Laz: That’s what I said. I didn’t say cows lack them; I said people lack them in their diets, and thus the government decree.
It is a minor point. We both can go to an appropriate web site or directly ask the government. I say that A and D are added not because we lack them (first of all, speak for yourdelf: you may lack them, I get plenty; secondly: since when the gov gives us what we lack? I lack money, so what?)

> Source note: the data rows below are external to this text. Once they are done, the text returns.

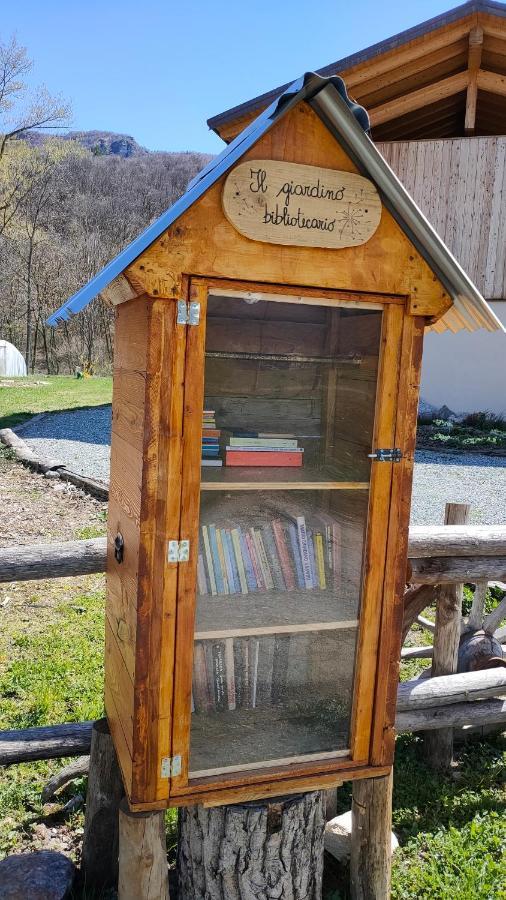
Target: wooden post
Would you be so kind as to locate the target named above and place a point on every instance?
(99, 863)
(439, 744)
(143, 871)
(266, 848)
(371, 838)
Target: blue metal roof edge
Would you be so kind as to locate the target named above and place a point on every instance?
(305, 86)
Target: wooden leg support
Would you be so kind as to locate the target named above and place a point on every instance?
(99, 864)
(143, 871)
(439, 744)
(266, 848)
(371, 836)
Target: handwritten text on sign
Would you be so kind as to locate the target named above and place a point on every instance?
(287, 203)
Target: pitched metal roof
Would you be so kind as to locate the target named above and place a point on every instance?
(346, 121)
(347, 62)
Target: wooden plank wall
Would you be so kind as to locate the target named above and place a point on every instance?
(128, 416)
(460, 185)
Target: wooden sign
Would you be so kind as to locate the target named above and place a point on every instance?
(306, 206)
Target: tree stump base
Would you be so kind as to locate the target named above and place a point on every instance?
(271, 848)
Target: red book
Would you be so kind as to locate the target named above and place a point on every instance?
(282, 458)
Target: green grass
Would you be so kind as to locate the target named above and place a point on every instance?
(451, 828)
(48, 675)
(54, 392)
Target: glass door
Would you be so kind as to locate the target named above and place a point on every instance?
(287, 422)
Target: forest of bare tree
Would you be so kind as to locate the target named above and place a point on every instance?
(68, 204)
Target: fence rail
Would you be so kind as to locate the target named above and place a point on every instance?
(437, 555)
(470, 553)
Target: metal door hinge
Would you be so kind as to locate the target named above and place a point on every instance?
(170, 765)
(386, 455)
(188, 313)
(178, 551)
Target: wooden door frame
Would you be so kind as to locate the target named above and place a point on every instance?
(372, 613)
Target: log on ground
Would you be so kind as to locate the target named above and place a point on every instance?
(264, 848)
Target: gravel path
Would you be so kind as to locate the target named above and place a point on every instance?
(81, 438)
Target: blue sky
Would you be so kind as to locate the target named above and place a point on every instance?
(158, 70)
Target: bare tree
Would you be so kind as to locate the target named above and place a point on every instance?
(22, 110)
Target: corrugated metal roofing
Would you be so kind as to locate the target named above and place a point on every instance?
(347, 62)
(346, 120)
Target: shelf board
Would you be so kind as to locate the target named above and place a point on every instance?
(274, 478)
(274, 612)
(232, 740)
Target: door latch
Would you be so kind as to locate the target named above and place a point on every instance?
(386, 455)
(178, 551)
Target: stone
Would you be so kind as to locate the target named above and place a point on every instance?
(337, 838)
(42, 875)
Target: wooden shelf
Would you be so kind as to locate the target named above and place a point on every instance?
(259, 738)
(256, 478)
(274, 612)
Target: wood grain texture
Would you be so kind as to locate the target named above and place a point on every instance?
(302, 206)
(373, 597)
(465, 204)
(192, 441)
(203, 242)
(383, 736)
(160, 517)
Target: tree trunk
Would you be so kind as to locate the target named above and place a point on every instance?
(439, 744)
(143, 870)
(371, 838)
(105, 790)
(267, 848)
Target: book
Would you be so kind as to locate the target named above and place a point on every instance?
(264, 670)
(261, 443)
(272, 558)
(320, 560)
(223, 566)
(230, 672)
(294, 544)
(219, 675)
(253, 670)
(236, 540)
(283, 458)
(209, 559)
(201, 576)
(220, 584)
(200, 684)
(280, 668)
(248, 565)
(304, 552)
(241, 667)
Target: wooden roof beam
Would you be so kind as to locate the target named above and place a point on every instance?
(473, 66)
(431, 93)
(491, 82)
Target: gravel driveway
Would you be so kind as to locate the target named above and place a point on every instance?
(81, 438)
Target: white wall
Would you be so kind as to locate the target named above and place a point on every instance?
(467, 372)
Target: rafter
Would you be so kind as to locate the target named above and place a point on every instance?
(473, 65)
(431, 93)
(492, 82)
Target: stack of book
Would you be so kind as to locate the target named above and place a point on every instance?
(278, 556)
(263, 449)
(252, 673)
(210, 440)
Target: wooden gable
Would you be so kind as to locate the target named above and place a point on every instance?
(203, 242)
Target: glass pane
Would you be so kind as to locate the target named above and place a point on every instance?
(289, 406)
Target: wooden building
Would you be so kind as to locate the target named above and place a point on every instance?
(268, 344)
(436, 97)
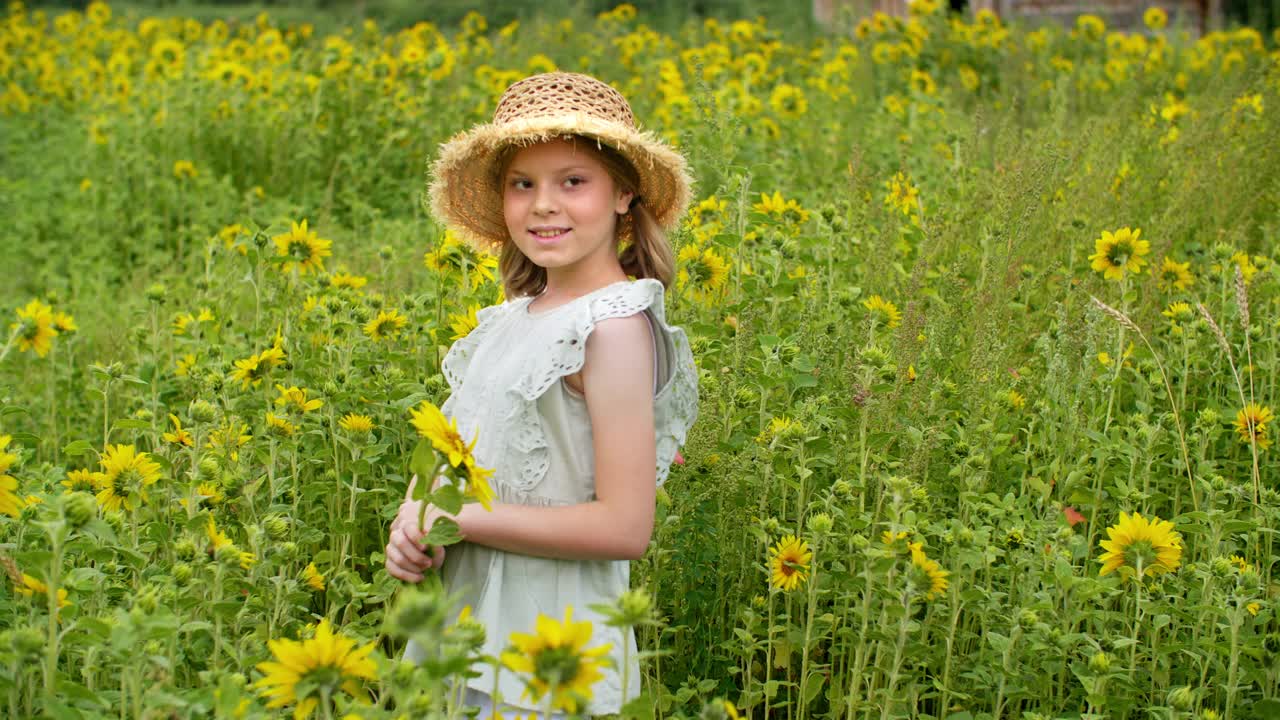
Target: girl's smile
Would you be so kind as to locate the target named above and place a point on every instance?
(562, 206)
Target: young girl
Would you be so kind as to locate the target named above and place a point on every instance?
(579, 390)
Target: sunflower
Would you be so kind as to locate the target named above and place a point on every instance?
(936, 575)
(443, 433)
(387, 324)
(314, 578)
(883, 311)
(252, 369)
(789, 563)
(1141, 547)
(901, 195)
(327, 661)
(1175, 274)
(780, 208)
(184, 169)
(302, 247)
(280, 427)
(124, 478)
(455, 258)
(64, 323)
(1116, 254)
(296, 399)
(35, 328)
(478, 484)
(789, 101)
(218, 541)
(1251, 424)
(353, 423)
(178, 436)
(703, 269)
(557, 661)
(229, 437)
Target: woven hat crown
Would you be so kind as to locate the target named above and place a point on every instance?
(558, 94)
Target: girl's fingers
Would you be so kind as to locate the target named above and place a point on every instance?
(398, 568)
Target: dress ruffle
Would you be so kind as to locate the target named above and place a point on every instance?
(563, 351)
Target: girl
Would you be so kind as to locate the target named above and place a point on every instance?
(579, 390)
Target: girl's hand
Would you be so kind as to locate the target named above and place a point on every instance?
(406, 555)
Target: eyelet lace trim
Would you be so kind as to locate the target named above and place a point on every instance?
(675, 404)
(526, 459)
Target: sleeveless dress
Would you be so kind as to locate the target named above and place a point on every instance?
(535, 433)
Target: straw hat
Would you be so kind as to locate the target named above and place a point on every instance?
(465, 186)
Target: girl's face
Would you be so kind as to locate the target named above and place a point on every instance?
(561, 205)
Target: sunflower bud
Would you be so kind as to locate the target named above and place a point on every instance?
(1182, 698)
(202, 411)
(277, 527)
(208, 466)
(184, 548)
(80, 507)
(27, 642)
(1027, 619)
(228, 554)
(821, 523)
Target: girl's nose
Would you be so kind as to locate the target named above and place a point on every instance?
(544, 203)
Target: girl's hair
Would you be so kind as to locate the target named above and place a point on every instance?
(645, 255)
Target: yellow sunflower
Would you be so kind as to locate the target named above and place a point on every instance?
(557, 660)
(296, 399)
(703, 270)
(124, 477)
(936, 575)
(883, 311)
(901, 195)
(1251, 424)
(1175, 274)
(1139, 547)
(443, 433)
(789, 563)
(35, 328)
(314, 578)
(324, 662)
(387, 324)
(179, 436)
(302, 247)
(1119, 253)
(31, 587)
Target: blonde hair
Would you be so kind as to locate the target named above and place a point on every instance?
(644, 249)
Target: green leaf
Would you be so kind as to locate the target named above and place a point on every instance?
(448, 499)
(443, 532)
(77, 449)
(639, 709)
(812, 687)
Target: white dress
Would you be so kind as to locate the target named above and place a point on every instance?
(535, 433)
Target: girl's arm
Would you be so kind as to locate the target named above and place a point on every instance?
(618, 523)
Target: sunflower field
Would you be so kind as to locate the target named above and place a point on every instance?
(987, 319)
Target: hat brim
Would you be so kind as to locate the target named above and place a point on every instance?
(464, 191)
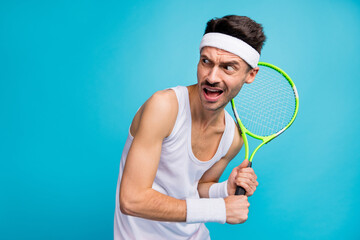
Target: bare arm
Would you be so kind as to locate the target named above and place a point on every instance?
(154, 122)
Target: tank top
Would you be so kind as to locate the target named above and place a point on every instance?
(178, 174)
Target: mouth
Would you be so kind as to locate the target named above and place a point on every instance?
(212, 94)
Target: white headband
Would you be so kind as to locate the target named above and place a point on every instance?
(233, 45)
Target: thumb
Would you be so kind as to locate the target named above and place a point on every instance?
(244, 164)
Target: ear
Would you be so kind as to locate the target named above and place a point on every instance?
(251, 75)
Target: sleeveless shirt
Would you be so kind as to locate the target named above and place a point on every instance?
(178, 174)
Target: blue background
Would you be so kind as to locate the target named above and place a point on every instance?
(73, 74)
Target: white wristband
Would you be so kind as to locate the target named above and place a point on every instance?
(218, 190)
(205, 210)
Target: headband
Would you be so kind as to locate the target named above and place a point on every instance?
(233, 45)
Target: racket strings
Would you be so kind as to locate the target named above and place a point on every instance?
(268, 104)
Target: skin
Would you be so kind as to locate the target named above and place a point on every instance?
(217, 70)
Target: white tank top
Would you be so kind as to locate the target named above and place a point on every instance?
(177, 176)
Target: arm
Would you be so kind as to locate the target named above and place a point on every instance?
(152, 124)
(237, 207)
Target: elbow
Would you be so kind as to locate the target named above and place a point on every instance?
(127, 204)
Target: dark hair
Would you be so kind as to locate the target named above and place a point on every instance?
(240, 27)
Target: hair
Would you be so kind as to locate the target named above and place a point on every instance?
(240, 27)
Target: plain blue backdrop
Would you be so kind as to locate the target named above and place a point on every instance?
(73, 74)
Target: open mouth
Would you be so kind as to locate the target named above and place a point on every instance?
(212, 94)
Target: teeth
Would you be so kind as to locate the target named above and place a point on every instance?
(212, 90)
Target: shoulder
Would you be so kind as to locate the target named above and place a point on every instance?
(159, 110)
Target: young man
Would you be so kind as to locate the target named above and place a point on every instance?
(181, 141)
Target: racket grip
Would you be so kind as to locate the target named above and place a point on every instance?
(241, 190)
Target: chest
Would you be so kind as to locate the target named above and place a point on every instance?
(205, 143)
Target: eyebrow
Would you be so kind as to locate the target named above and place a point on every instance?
(222, 63)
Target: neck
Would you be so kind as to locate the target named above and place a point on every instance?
(199, 115)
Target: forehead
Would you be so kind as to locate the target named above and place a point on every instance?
(219, 54)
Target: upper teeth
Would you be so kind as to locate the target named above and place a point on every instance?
(212, 90)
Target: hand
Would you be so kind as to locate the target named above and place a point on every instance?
(237, 209)
(242, 176)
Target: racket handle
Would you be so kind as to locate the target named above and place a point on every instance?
(241, 190)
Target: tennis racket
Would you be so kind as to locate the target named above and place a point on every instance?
(265, 108)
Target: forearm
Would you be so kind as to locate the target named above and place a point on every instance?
(203, 189)
(151, 204)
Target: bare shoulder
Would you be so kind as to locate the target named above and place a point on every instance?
(235, 146)
(160, 109)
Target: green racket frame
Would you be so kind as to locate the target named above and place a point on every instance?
(266, 139)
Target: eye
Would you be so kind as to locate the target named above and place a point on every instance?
(204, 60)
(229, 68)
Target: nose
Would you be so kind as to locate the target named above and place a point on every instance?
(213, 77)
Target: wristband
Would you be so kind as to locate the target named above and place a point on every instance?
(218, 190)
(205, 210)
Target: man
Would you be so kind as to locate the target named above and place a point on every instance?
(182, 139)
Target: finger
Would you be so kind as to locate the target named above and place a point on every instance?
(251, 177)
(249, 186)
(244, 164)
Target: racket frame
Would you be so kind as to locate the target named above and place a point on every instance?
(266, 139)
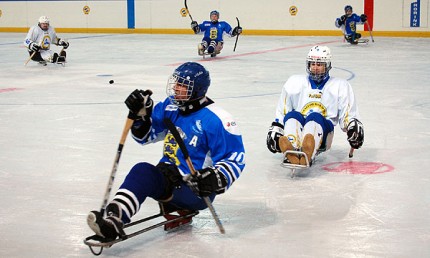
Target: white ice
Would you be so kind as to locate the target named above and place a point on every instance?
(60, 128)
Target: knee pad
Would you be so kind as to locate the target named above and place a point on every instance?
(295, 115)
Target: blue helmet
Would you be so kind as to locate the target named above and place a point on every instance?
(214, 12)
(348, 8)
(193, 77)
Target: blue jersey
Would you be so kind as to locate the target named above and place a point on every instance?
(210, 134)
(350, 26)
(215, 31)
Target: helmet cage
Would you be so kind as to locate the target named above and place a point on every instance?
(318, 76)
(214, 13)
(179, 97)
(319, 55)
(43, 19)
(347, 9)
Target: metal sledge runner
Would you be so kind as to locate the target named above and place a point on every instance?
(293, 167)
(173, 222)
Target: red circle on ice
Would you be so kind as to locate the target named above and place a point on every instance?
(358, 167)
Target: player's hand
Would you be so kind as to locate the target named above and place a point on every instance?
(209, 180)
(236, 31)
(355, 132)
(140, 104)
(34, 47)
(276, 130)
(63, 43)
(342, 20)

These vitamins are added because they were already removed. Only to replace what was taken, to restore the wholesomeness of a widely consumed product. Some baby food is “fortified” with XYZ; this is different.
As to the “harm” of the “inactive incredients”: I’m not saying that they necessarily hurt, especially a healthy adult. A very rare person allergic to a particular component, would probably know about it. What I say is that we do not know what may be allergogenic for a baby and that a sensible judgement should be exercised before that run to the corner drugstore, for uncertain benefits. If I may draw a quick analogy: if you have a heart condition and your doctor told you that you may take a drug or, instead, you may run two miles/day, what would you do?
If I lived in San Diego, I would run, perhaps three miles a day, it wouldn’t hurt. If I can’t run, because of … , I would choose the drug, if I have to. Again, if you like them, or own company stock, or for any other reason, take them! As I said, hypervitaminoses are very rare and easily treated.